Figure 1: Map showing location of stations sampled during the Valhybio cruise. Dots indicate the station locations. In red, the
southernmost stations which were sampled only during the first network (22-28 March 2008). In blue, stations sampled twice during the
first (22-28 March 2008) and second network (7-9 April 2008) of the Valhybio cruise. Triangles indicate stations sampled every hour
during a 24h cycle. REF = reference oceanic station.

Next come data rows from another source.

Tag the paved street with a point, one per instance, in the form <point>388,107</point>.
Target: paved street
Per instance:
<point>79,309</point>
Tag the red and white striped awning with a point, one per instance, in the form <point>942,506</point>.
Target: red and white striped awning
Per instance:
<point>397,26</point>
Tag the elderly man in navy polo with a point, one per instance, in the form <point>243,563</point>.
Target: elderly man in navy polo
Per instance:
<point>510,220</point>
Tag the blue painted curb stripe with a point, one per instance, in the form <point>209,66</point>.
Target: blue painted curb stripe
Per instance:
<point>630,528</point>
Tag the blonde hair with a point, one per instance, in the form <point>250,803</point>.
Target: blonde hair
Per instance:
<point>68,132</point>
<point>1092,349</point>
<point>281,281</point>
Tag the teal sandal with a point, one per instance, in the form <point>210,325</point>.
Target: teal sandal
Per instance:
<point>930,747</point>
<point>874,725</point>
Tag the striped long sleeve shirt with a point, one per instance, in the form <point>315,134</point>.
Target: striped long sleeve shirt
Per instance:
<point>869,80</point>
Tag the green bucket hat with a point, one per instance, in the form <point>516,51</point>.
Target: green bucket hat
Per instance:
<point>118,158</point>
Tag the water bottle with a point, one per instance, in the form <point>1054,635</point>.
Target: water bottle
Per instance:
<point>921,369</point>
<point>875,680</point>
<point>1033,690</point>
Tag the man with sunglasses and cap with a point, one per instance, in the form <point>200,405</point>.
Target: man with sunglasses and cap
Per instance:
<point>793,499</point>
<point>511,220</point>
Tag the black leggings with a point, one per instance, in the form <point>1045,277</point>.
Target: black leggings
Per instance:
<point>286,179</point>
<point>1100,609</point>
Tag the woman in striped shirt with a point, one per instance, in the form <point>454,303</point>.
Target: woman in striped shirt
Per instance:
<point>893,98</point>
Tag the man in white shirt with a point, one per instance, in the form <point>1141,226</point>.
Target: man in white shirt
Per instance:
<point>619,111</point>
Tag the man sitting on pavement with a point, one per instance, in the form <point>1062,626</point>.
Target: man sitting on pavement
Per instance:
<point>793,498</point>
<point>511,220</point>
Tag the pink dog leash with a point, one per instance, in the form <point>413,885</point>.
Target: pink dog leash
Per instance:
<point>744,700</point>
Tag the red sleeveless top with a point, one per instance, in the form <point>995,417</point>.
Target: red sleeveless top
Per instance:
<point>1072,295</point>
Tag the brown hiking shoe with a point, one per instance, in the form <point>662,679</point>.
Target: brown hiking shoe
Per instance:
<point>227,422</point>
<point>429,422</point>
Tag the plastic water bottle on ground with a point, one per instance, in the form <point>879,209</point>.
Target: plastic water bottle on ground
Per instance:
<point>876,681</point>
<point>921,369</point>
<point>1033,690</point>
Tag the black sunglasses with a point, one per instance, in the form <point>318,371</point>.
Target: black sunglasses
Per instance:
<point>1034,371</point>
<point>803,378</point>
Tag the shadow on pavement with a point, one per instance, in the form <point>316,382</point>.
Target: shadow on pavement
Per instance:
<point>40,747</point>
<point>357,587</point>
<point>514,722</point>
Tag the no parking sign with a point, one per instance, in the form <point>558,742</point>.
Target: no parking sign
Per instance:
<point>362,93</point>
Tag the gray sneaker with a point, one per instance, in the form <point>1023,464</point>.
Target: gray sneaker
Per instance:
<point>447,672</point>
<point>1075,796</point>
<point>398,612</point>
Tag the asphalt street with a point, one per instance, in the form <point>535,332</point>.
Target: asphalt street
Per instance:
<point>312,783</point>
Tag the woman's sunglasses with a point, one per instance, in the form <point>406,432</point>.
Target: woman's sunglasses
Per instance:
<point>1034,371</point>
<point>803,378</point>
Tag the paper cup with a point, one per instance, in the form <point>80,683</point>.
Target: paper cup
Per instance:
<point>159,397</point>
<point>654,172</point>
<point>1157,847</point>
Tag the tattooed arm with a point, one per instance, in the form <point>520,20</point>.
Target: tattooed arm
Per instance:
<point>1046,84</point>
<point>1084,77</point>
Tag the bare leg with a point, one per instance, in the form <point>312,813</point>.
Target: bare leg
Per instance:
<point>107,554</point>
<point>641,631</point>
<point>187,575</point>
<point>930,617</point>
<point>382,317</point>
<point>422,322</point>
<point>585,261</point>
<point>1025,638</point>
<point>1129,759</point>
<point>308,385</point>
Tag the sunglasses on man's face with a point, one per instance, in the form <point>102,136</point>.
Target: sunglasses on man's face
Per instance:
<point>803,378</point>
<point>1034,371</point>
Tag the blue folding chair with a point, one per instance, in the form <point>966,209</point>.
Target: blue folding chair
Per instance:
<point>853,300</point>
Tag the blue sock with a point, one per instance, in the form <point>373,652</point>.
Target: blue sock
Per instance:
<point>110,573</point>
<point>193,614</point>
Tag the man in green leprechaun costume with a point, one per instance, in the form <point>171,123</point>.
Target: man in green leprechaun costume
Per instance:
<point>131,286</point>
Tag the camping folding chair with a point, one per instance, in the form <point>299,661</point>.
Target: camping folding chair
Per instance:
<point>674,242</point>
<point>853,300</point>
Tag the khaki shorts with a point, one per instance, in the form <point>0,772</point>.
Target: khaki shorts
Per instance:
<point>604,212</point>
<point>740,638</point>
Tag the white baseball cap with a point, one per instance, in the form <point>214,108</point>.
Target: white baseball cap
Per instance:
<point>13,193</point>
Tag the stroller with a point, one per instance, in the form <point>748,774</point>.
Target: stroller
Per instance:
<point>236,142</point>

The main goal of these measurements was 1) to define the bio-optical properties of waters on different bottom types, 2) to
determine if chlorophyll and other optically significant constituents co-vary in lagoon waters. Sampling included a first
network of 53 stations spaced ~10 km apart in the lagoons and in the ocean off the barrier reefs (22 March-1 April: Map
Figure 1, blue and red circles). A total of 170 profiles were realized. The Valhybio cruise was during the peak of the 2008 La
Nina episode in the Tropical Pacific, and after 4 months of heavy rainfall.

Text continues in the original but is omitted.